Reasons I might not be feeling it right now:
1. First meeting is usually kind of meh
2. What I want, more than a friend, is someone who will flirt with me
3. What I want is the possibility that this is what I'm looking for
4. Everything is feeling kind of meh
5. I'm just not that into him
If it's 1 or 4, then I should give it another go. If it's 3, or 5, there's nothing to be done. If it's 2, then it might happen once the making out happens. I'm remembering that I was pretty meh on Cassidy after we met the first time, but between our first meeting and our second, he'd already won me over again.
We are having... a perfectly fine conversation. We message a few times a day. Sometimes there is squee. But I think that the squee is mostly from "I have a message," and not "I can't believe he said this awesome thing." And, yeah, the idea of sexytimes is appealing enough to be a big factor in my reactions to things. Except right now, even that just sounds... meh. Which is kind of how I feel about everything right now. Except Alistair.
And I feel like I shouldn't make any decisions from this emotional space, because right now, nothing sounds very good, and that's not necessarily because everything is bad.
Except Alistair. Because an obsessive crush on a video game character is totally healthy, I'm sure. And it's a good enough excuse to look up gifs.

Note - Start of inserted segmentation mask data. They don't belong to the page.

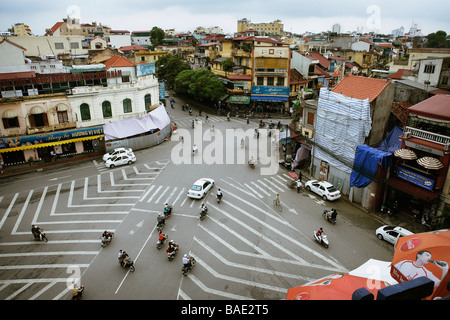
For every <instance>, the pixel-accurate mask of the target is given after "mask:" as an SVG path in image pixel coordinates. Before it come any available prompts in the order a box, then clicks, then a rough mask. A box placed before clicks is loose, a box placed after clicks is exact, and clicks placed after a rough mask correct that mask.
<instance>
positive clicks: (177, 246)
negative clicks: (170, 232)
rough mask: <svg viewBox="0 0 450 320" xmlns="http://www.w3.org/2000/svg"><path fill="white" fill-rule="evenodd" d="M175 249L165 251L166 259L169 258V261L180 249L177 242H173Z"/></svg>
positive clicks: (179, 247)
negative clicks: (166, 256) (176, 242)
mask: <svg viewBox="0 0 450 320" xmlns="http://www.w3.org/2000/svg"><path fill="white" fill-rule="evenodd" d="M174 246H175V249H174V250H173V251H172V252H167V259H169V261H172V260H173V258H175V256H176V254H177V252H178V251H179V250H180V246H179V245H178V244H174Z"/></svg>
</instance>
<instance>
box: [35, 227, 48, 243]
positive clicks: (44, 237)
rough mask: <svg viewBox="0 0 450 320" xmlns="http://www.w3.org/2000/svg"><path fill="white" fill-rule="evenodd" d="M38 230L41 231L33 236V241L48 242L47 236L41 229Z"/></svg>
mask: <svg viewBox="0 0 450 320" xmlns="http://www.w3.org/2000/svg"><path fill="white" fill-rule="evenodd" d="M40 231H41V233H40V234H39V235H38V236H37V237H34V241H45V242H48V239H47V236H46V235H45V233H44V232H42V231H43V230H42V229H40Z"/></svg>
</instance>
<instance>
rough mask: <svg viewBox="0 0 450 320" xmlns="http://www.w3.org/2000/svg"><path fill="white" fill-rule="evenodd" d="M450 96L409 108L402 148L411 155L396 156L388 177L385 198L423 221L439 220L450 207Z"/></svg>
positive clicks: (409, 213) (420, 219)
mask: <svg viewBox="0 0 450 320" xmlns="http://www.w3.org/2000/svg"><path fill="white" fill-rule="evenodd" d="M449 108H450V95H435V96H433V97H431V98H429V99H426V100H424V101H422V102H419V103H417V104H415V105H413V106H412V107H410V108H408V118H407V123H406V126H405V128H404V133H403V136H400V137H399V139H401V141H402V149H408V150H409V152H410V153H411V157H407V156H404V157H400V156H399V157H395V160H396V161H395V162H394V164H393V167H392V172H391V176H390V178H389V179H387V181H386V183H387V186H388V187H387V192H386V198H387V200H388V201H390V203H393V202H395V201H397V202H398V206H397V208H398V210H401V211H403V212H404V213H406V214H409V215H411V217H412V218H414V219H418V220H419V221H422V222H423V223H427V224H431V223H435V222H436V223H441V225H440V227H448V226H449V223H450V221H449V220H448V218H447V221H446V223H447V224H446V225H444V226H443V225H442V223H445V221H444V218H443V219H442V220H441V219H437V220H435V221H433V218H435V217H436V218H439V217H440V216H442V213H443V212H444V211H447V212H448V210H449V206H450V195H449V192H450V172H449V166H450V129H449V127H448V123H449V122H450V113H449V111H448V110H449Z"/></svg>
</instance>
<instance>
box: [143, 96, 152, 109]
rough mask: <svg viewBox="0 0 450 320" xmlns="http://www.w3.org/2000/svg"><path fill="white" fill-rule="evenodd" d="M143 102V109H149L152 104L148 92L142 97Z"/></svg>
mask: <svg viewBox="0 0 450 320" xmlns="http://www.w3.org/2000/svg"><path fill="white" fill-rule="evenodd" d="M144 103H145V111H147V112H148V111H150V106H151V105H152V96H151V95H150V94H146V95H145V97H144Z"/></svg>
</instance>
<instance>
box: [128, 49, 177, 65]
mask: <svg viewBox="0 0 450 320" xmlns="http://www.w3.org/2000/svg"><path fill="white" fill-rule="evenodd" d="M166 54H169V51H168V50H157V51H148V50H139V51H136V52H135V53H134V59H135V60H134V62H135V63H150V62H155V63H156V61H158V59H159V58H161V57H162V56H165V55H166Z"/></svg>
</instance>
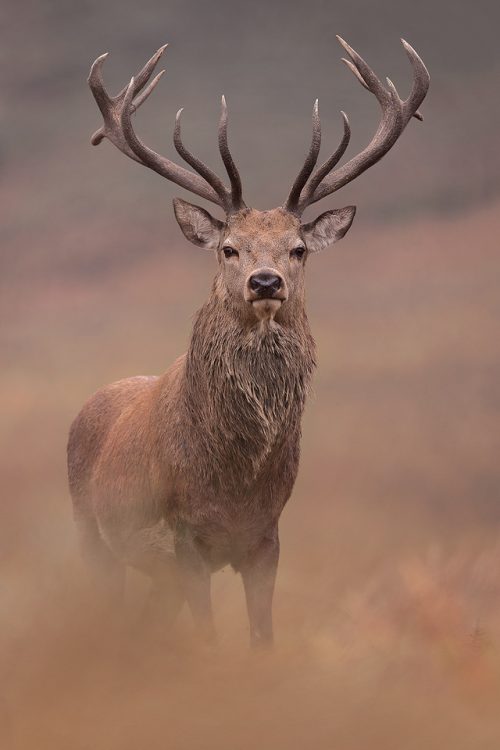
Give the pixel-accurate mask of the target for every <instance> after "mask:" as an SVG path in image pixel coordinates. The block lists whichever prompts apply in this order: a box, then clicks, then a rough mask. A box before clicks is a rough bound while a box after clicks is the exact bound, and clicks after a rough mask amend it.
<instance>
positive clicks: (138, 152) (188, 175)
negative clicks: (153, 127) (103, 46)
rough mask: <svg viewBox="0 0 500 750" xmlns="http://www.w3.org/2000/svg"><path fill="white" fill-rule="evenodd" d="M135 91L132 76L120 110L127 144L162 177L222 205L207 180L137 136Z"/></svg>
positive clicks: (128, 145)
mask: <svg viewBox="0 0 500 750" xmlns="http://www.w3.org/2000/svg"><path fill="white" fill-rule="evenodd" d="M134 91H135V81H134V79H133V78H132V79H131V81H130V83H129V85H128V89H127V91H126V93H125V99H124V100H123V106H122V108H121V112H120V129H121V132H122V133H123V137H124V139H125V141H126V143H127V145H128V146H129V148H130V149H131V151H132V152H133V153H134V155H135V156H136V157H137V158H138V159H139V161H140V162H141V164H143V165H144V166H146V167H149V169H152V170H153V171H155V172H157V173H158V174H160V175H161V176H162V177H166V178H167V179H168V180H171V181H172V182H175V183H176V185H180V186H181V187H183V188H186V190H190V191H191V192H192V193H196V195H199V196H201V197H202V198H206V199H207V200H209V201H212V202H213V203H217V204H218V205H221V202H220V199H219V196H218V195H217V194H216V193H215V192H214V190H213V189H212V187H211V186H210V185H208V184H207V183H206V182H205V180H203V179H201V178H200V177H199V176H198V175H195V174H193V173H192V172H188V170H187V169H184V167H181V166H179V165H178V164H175V163H174V162H172V161H170V159H167V158H166V157H164V156H160V154H157V153H156V151H153V149H151V148H149V147H148V146H146V145H145V144H144V143H142V141H141V140H140V139H139V138H138V137H137V135H136V134H135V132H134V129H133V127H132V121H131V116H132V98H133V96H134Z"/></svg>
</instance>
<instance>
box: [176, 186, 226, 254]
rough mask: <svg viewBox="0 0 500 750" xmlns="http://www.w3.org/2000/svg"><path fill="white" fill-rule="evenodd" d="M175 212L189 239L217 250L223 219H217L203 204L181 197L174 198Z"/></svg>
mask: <svg viewBox="0 0 500 750" xmlns="http://www.w3.org/2000/svg"><path fill="white" fill-rule="evenodd" d="M174 212H175V218H176V219H177V223H178V224H179V226H180V228H181V229H182V233H183V234H184V237H185V238H186V239H187V240H189V241H190V242H192V243H193V244H194V245H198V247H204V248H205V249H206V250H216V249H217V248H218V247H219V242H220V234H221V231H222V230H223V229H224V224H223V223H222V221H219V220H218V219H215V218H214V217H213V216H212V215H211V214H209V213H208V211H205V209H204V208H201V206H195V205H193V204H192V203H188V202H187V201H183V200H182V199H181V198H174Z"/></svg>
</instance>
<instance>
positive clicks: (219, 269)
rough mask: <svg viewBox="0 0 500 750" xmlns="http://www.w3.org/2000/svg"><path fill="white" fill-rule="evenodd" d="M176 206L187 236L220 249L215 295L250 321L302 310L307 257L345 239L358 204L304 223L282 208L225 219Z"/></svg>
mask: <svg viewBox="0 0 500 750" xmlns="http://www.w3.org/2000/svg"><path fill="white" fill-rule="evenodd" d="M174 209H175V215H176V218H177V221H178V222H179V225H180V227H181V229H182V231H183V232H184V235H185V236H186V237H187V239H189V240H190V241H191V242H194V244H196V245H199V246H202V247H205V248H207V249H211V250H215V252H216V255H217V260H218V263H219V275H218V278H217V282H216V293H217V294H218V295H219V296H220V297H221V298H223V299H225V300H227V301H229V302H230V304H231V305H232V306H233V308H234V309H235V310H236V311H237V313H238V315H239V316H240V317H241V318H242V320H244V321H248V322H249V323H250V324H251V323H252V322H253V323H255V322H257V321H265V320H276V322H286V320H287V319H290V318H293V317H294V316H296V315H298V314H300V312H301V311H303V309H304V271H305V264H306V261H307V258H308V256H309V255H310V254H311V253H314V252H317V251H318V250H320V249H322V247H324V246H326V245H328V244H331V243H332V242H335V241H336V240H337V239H340V237H342V236H343V235H344V234H345V233H346V232H347V230H348V228H349V226H350V225H351V223H352V220H353V217H354V208H353V207H348V208H346V209H339V210H336V211H327V212H326V213H325V214H322V215H321V216H320V217H318V219H316V220H315V221H314V222H311V223H309V224H305V225H302V224H301V223H300V220H299V219H298V217H297V216H295V215H294V214H292V213H290V212H288V211H286V210H285V209H283V208H275V209H272V210H271V211H256V210H255V209H244V210H243V211H239V212H237V213H235V214H232V215H231V216H228V218H227V220H226V222H225V223H223V222H221V221H218V219H214V217H213V216H211V215H210V214H209V213H208V212H207V211H205V210H204V209H202V208H199V207H198V206H193V205H191V204H189V203H187V202H186V201H181V200H179V199H176V200H175V201H174Z"/></svg>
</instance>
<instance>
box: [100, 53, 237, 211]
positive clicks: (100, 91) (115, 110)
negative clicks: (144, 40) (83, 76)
mask: <svg viewBox="0 0 500 750" xmlns="http://www.w3.org/2000/svg"><path fill="white" fill-rule="evenodd" d="M166 46H167V45H164V46H163V47H160V49H159V50H158V51H157V52H156V53H155V54H154V55H153V56H152V57H151V58H150V60H148V62H147V63H146V65H144V67H143V68H142V69H141V70H140V71H139V73H138V74H137V77H135V78H132V80H131V81H130V83H129V84H128V86H126V87H125V88H123V89H122V90H121V91H120V93H119V94H117V95H116V96H114V97H111V96H110V95H109V94H108V93H107V91H106V89H105V87H104V84H103V79H102V66H103V63H104V61H105V59H106V57H107V53H106V54H105V55H101V56H100V57H98V58H97V60H96V61H95V62H94V63H93V65H92V67H91V69H90V74H89V79H88V81H89V86H90V88H91V91H92V94H93V95H94V98H95V100H96V102H97V105H98V107H99V109H100V111H101V113H102V116H103V119H104V124H103V125H102V126H101V127H100V128H99V129H98V130H96V132H95V133H94V134H93V136H92V138H91V142H92V144H93V145H98V144H99V143H101V141H102V139H103V138H108V139H109V140H110V141H111V142H112V143H113V145H115V146H116V147H117V148H118V149H119V150H120V151H122V153H124V154H126V155H127V156H128V157H130V158H131V159H133V160H134V161H136V162H138V163H139V164H142V165H143V166H145V167H148V168H149V169H152V170H153V171H155V172H157V173H158V174H159V175H161V176H162V177H165V178H166V179H168V180H171V181H172V182H175V183H176V184H177V185H180V186H181V187H183V188H185V189H186V190H189V191H191V192H192V193H195V194H196V195H199V196H200V197H202V198H205V199H206V200H209V201H212V203H216V204H217V205H219V206H222V208H224V209H225V208H226V201H225V200H224V201H222V198H221V195H219V194H218V193H217V191H216V190H214V188H213V187H212V185H211V184H210V183H207V181H206V180H205V179H203V178H202V177H200V176H199V175H197V174H193V173H192V172H190V171H188V170H187V169H185V168H184V167H181V166H180V165H178V164H175V163H174V162H172V161H170V159H167V158H166V157H164V156H161V155H160V154H157V153H156V152H155V151H153V150H152V149H150V148H149V147H148V146H146V145H145V144H144V143H142V141H141V140H140V139H139V138H138V137H137V135H136V134H135V132H134V129H133V127H132V122H131V118H132V115H133V114H134V112H136V110H137V109H138V108H139V107H140V106H141V105H142V104H143V103H144V102H145V101H146V99H147V98H148V97H149V96H150V94H151V92H152V91H153V89H154V88H155V87H156V85H157V84H158V82H159V80H160V78H161V76H162V75H163V73H164V71H160V72H159V73H158V74H157V75H156V76H155V77H154V78H153V80H152V81H150V78H151V76H152V74H153V71H154V69H155V66H156V65H157V63H158V60H159V59H160V57H161V56H162V54H163V52H164V51H165V49H166ZM149 81H150V82H149ZM148 82H149V83H148ZM134 97H135V99H134Z"/></svg>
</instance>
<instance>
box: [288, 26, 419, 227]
mask: <svg viewBox="0 0 500 750" xmlns="http://www.w3.org/2000/svg"><path fill="white" fill-rule="evenodd" d="M337 39H338V41H339V42H340V44H341V45H342V47H343V48H344V49H345V51H346V52H347V54H348V55H349V57H350V60H347V59H344V58H342V59H343V62H344V63H345V64H346V65H347V67H348V68H349V70H351V72H352V73H354V75H355V76H356V78H357V79H358V81H359V82H360V83H361V84H362V85H363V86H364V88H366V89H367V90H368V91H370V93H372V94H373V95H374V96H375V98H376V99H377V101H378V103H379V104H380V108H381V110H382V117H381V120H380V124H379V126H378V129H377V131H376V133H375V135H374V137H373V138H372V140H371V141H370V143H369V144H368V146H367V147H366V148H365V149H364V150H363V151H361V153H359V154H357V156H354V157H353V158H352V159H350V160H349V161H348V162H346V164H344V165H343V166H342V167H339V168H338V169H336V170H335V171H334V172H332V169H333V168H334V167H335V166H336V165H337V164H338V162H339V161H340V159H341V158H342V156H343V154H344V152H345V150H346V148H347V146H348V143H349V138H350V128H349V122H348V120H347V116H346V115H345V114H344V113H343V112H342V116H343V118H344V134H343V137H342V141H341V143H340V146H339V147H338V149H337V150H336V151H335V153H334V154H332V156H331V157H330V158H329V159H328V160H327V161H326V162H325V163H324V164H323V165H322V166H321V167H319V169H317V170H316V172H315V173H314V174H313V175H312V177H310V179H309V182H306V183H304V185H303V186H302V187H301V192H300V194H297V190H296V185H297V183H298V181H299V178H297V180H296V181H295V183H294V186H293V187H292V190H291V192H290V194H289V196H288V198H287V201H286V203H285V208H286V209H287V210H288V211H291V212H293V213H296V214H297V215H300V214H302V213H303V211H304V210H305V209H306V208H307V206H309V205H310V204H311V203H316V201H319V200H321V199H322V198H325V197H326V196H327V195H330V194H331V193H334V192H336V191H337V190H339V189H340V188H341V187H344V185H347V184H348V183H349V182H352V180H354V179H356V177H359V175H360V174H362V173H363V172H365V171H366V170H367V169H369V167H371V166H372V165H373V164H375V163H376V162H377V161H379V160H380V159H381V158H382V157H383V156H384V155H385V154H386V153H387V152H388V151H389V149H390V148H391V147H392V146H393V145H394V143H395V142H396V141H397V139H398V138H399V136H400V135H401V133H402V132H403V130H404V129H405V127H406V126H407V124H408V122H409V121H410V120H411V118H412V117H416V118H417V119H419V120H421V119H423V118H422V115H421V114H420V112H419V110H418V108H419V106H420V105H421V103H422V102H423V100H424V98H425V95H426V94H427V91H428V88H429V81H430V77H429V73H428V71H427V69H426V67H425V65H424V63H423V62H422V60H421V59H420V57H419V56H418V54H417V53H416V52H415V50H414V49H413V47H411V46H410V45H409V44H408V42H405V41H404V39H402V40H401V41H402V44H403V47H404V49H405V51H406V54H407V55H408V57H409V59H410V63H411V65H412V67H413V86H412V90H411V92H410V95H409V97H408V98H407V99H405V100H402V99H401V98H400V97H399V94H398V92H397V91H396V88H395V87H394V84H393V83H392V81H391V80H390V79H389V78H387V88H385V87H384V86H383V85H382V83H381V82H380V81H379V79H378V78H377V76H376V75H375V73H374V72H373V71H372V69H371V68H370V67H369V66H368V65H367V63H366V62H365V61H364V60H363V58H362V57H361V56H360V55H358V53H357V52H356V51H355V50H354V49H353V48H352V47H350V46H349V45H348V44H347V42H345V41H344V40H343V39H341V37H337ZM309 162H310V154H309V155H308V157H307V159H306V162H305V164H304V167H303V168H302V170H301V172H300V173H299V177H300V175H303V174H304V172H306V171H307V169H306V165H307V164H308V163H309ZM311 171H312V170H311ZM311 171H310V172H309V175H308V177H307V178H306V180H307V179H308V178H309V176H310V174H311Z"/></svg>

It's funny, how much I like looking up screenshots of Alistair. It's not like looking up photos of Carmen from The L Word. I have no physical attraction to the images. But I like him as a character, and I can imagine him as a person, and the images remind me of the things the character has said that I find endearing.
And every time I talk about this I have a running commentary in the back of my head saying, OMG this is basement-troll-level pathetic, this sad crush on someone who doesn't exist, this is like every bad stereotype of geek boys who can't talk to real girls so they oogle Laura Croft instead, except it's worse because I'm not getting my rocks off, I've got these gooey romantic girlfeelings. I can unpack all the problematic parts of that commentary, but I can't stop judging myself based on it.
I'm in such a bad mood. Really. This has got to stop.